The US$320 million deal, which saw Bank of Singapore net US$13 billion in assets and 60 bankers, coincided with its plans to deepen its presence in the Middle East. The acquisition also included part of Barclays’ Dubai wealth management business.

The Singapore lender has been in Dubai since 1996 through a representative office based outside of the DIFC. Shortly after completing the acquisition, it opened a branch office at the DIFC in February 2017.

Vikram Malhotra, global market head, global South Asia and Middle East, recently sat down with Asia Private Banker to give an update of the Middle East business. “Since opening the Dubai office, we have been investing in the region, hiring local talent and building our technology infrastructure,” he said.

“Our AUM in the Middle East grew at a strong double digit CAGR from 2015 to 2021 and our bench strength has increased to over 100 since 2017.” Bank of Singapore does not disclose AUM breakdown by region.

Strong uptake in DPM
As the bank’s staff strength increased on the ground, so did its client coverage.
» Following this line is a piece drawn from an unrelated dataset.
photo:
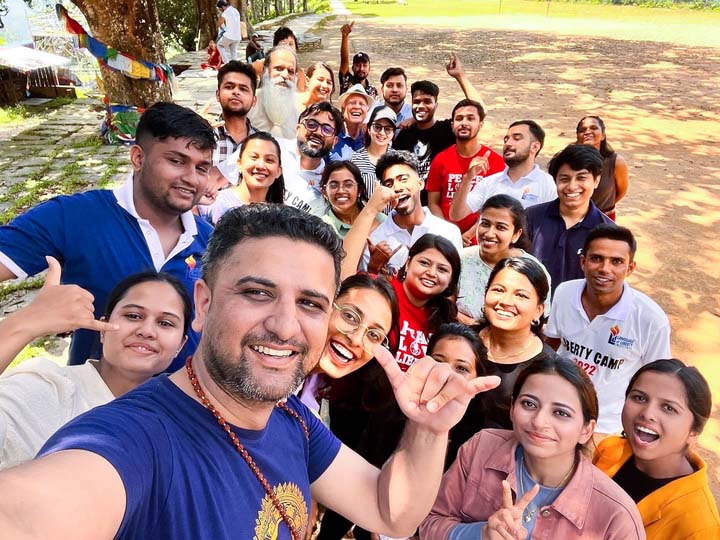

While historically the bank’s client mix included non-resident Indians (NRIs) and non-resident Pakistanis, over the years they have been able to support the growth of Middle East clients in the Gulf Cooperation Council (GCC) countries.

“Our discretionary portfolio solutions have also seen super strong interest,” the ex-Barclays banker shared. “We had strong uptake in DPM with a high double-digit CAGR growth in the past six years.”

He attributes the growth to clients increasingly turning to the bank for guidance in their investments to navigate volatility. The bank continuously innovates to provide UAE-centric products to cater to the specific needs of Middle East clients.

Investors in the Middle East are home-biased, but they also look for global diversification, and ESG investment is gaining traction. Their appetite for UK commercial property and thematic products is rising.

Dubai is growing in importance as an international wealth hub (photo by ZQ Lee on Unsplash)

“We have clients who want to invest in the Middle East, but at the same time, clients in the Middle East who want to set up family offices in Singapore to help manage the family’s assets and investments. They are attracted in part to the city-state’s strong financial and legal infrastructure, and high quality of life,” Malhotra explained.

Flows from the rich
For Bank of Singapore, rapidly increasing connectivity between the Middle East, China and ASEAN means more opportunities to capture wealth and investment flows. Malhotra said China and India are among the largest investors in the Middle East real estate market and there are more than 600 Singapore companies present in the UAE.

“So I think with all this backdrop we are confident that our bank’s three hubs in Singapore, Dubai and Hong Kong are primed to serve Middle East clients pursuing the Asian growth story.”

He pointed out that the UAE has become a hotbed for migration flows from the rich across India and Europe. “If you look at the UAE population, more than 85% are expats and over 20% are NRIs. Policies like the Golden Visa and an integrated ecosystem are seeing more people set up structures or residences in the Middle East.”

Similarly, Kuwait, Qatar, Bahrain, Oman and Saudi Arabia are seeing a surge in investment migration interest linked to real estate investments, according to Henley & Partners, a citizenship advisory firm. It estimates there are about 4,000 multi-millionaires in the UAE with over US$10 million in assets.

The region is also attracting independent players to set up shop in Dubai. This year, Hong Kong-headquartered Tsang Group launched a single-family office, while UCAP Asset management, which has offices in Singapore and Hong Kong, received a Type 3C licence from the Dubai Financial Services Authority.

“There is a lot of wealth transfer happening in the Middle East to the next generation, especially to the women,” Malhotra said. “A study by the Boston Consulting Group found that women in the Middle East are projected to hold more than US$1 trillion of wealth by 2023.”

He signalled that local competition is brewing but having OCBC as its parent enables Bank of Singapore to leverage a lot of content, its network and connectivity. “People come to us for tailored investment advice and growth opportunities in Asia,” he added.